Двоеборов пришел в состояние исступления, для которого немощность Константина Архиповича стала последней каплей. Оно, при внешней невозмутимости, взорвалось, и делопроизводитель пер на пушки не то что с сабелькой, а и вовсе без сабельки. Ему сделалось очень легко и свободно, ибо он перестал быть собой – а может быть, начал, однако новый статус был столь непривычен и летуч, что почти не осознавался. Двоеборов, следовательно, все-таки перестал быть собой. Впереди его ждало будущее, прочно и наглядно оформившееся в виде Шишова.

– Не трогайте его, – вмешался Боков. – Вы разве не видите, что он помешался?

– Блаженный, – вторил ему отец Михаил.

Емельянов, согласно кивая, заряжал опустевшую винтовку.

– Вы тоже к нам пожалуйте, – пригласил он, не отрываясь от своего занятия.

В церкви воцарилась тишина. Она нарушалась лишь потрескиваньем печного огня, в котором, за отсутствием дров, догорали жалкие пожитки арестованных. Тем запретили брать доски из штабеля.
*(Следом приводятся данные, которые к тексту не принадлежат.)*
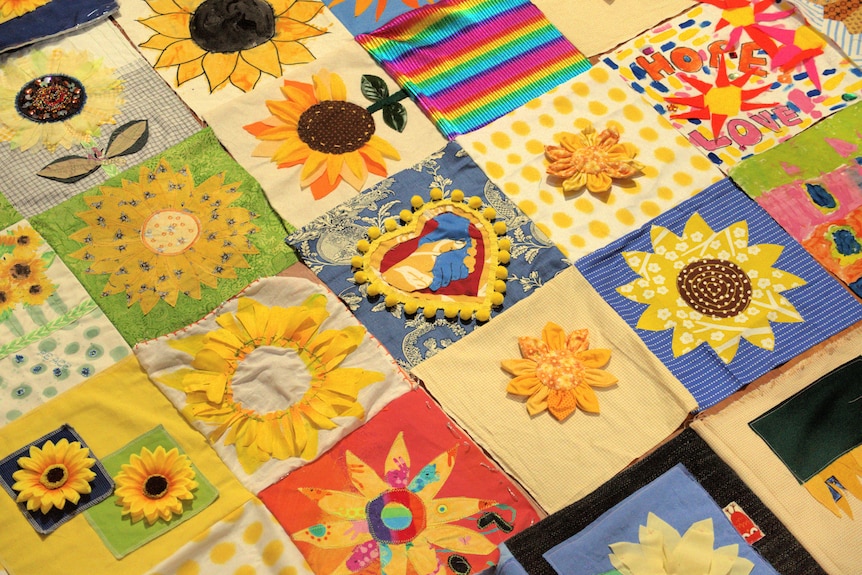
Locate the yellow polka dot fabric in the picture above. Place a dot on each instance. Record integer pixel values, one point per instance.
(512, 153)
(248, 541)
– Надо идти, – негромко сказал Лебединов. – Не все ли равно – раньше или позже?

Кряхтя, он поднялся.

– Мы выйдем! – закричал он. – Оставьте в покое больного. Неужели вам мало четверых?

– Вообще-то, господа, я никуда не собирался идти, – мрачно обронил Боков. – Но раз уж приходится…
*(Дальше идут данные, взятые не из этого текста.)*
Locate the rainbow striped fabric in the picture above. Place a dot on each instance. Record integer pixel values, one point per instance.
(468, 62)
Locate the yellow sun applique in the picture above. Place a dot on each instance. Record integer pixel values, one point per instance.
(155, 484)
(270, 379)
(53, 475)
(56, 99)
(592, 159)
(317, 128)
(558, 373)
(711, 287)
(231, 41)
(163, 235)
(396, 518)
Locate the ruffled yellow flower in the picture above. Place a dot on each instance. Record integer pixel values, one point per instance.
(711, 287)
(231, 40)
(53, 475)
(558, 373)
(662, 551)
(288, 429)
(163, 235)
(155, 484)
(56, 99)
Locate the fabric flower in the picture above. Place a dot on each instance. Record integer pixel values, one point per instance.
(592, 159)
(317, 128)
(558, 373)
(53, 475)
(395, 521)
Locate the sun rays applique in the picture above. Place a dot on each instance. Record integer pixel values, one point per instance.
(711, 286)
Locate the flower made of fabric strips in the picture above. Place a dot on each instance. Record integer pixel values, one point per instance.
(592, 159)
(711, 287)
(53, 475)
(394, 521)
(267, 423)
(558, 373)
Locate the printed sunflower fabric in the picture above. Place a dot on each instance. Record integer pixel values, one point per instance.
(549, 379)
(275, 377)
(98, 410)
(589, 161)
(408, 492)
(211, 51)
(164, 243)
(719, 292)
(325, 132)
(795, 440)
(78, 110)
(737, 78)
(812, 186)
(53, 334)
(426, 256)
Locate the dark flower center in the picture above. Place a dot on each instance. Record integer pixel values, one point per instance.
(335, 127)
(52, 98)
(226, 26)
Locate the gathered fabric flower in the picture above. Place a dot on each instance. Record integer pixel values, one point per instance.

В годы, минувшие после переворота, пока набирала силу новая власть, опасные словечки и выраженьица типа «господ» придерживались в запасе и высказывались все реже; теперь прорвало.

Шишов не согласился с предложением.

– Считаю до двух, – сказал он. – А потом – на кого Бог пошлет. Тьфу, стерва!… Не Бог пошлет, а пролетарский гнев падет.

Прицелился в черную, копошащуюся гущу и стал художественно водить винтовку из стороны в сторону.

– Вы, вроде, из крестьян, – пробормотал Лебединов, немного знавший Шишова и Емельянова по обрывкам их бестолковых бесед.

Двоеборов пошел к выходу, перешагивая через тела. Многие с готовностью уворачивались, ворочались, освобождая ему дорогу.

– Чего провоцируете? – заорал кто-то от печки. – Выметайтесь по хорошему, пока остальные не пострадали! Хотите отмучиться – извольте, пути не заказаны…

Лебединов двинулся следом за Двоеборовым.

– Хворого, хворого захвати! – напомнил Емельянов. – Сейчас мы его вылечим.

– Может, оно и к добру, – прошептал отец Михаил, присел, подхватил Фалуева под мышки. – Вставайте, Константин Архипович, на все воля Божья.

…Они уже стояли на пороге, поддерживая Фалуева всем малым миром насилья, обреченным на разрушение, а стрелки шутовски расступались, освобождая проход, когда автомобиль, наконец, вскарабкался на горушку и остановился в сорока шагах от храма. Вслед за первой подъехала и вторая машина, более вместительная и свободная, не считая шофера. Из головного авто выбрался сутулый человек в черной коже, при галифе. Его крупный нос и вздернутый подбородок тяготели друг к другу, дабы слиться в единую дугу. За первым гостем последовал и второй, мало чем отличавшийся от Шишова и Емельянова.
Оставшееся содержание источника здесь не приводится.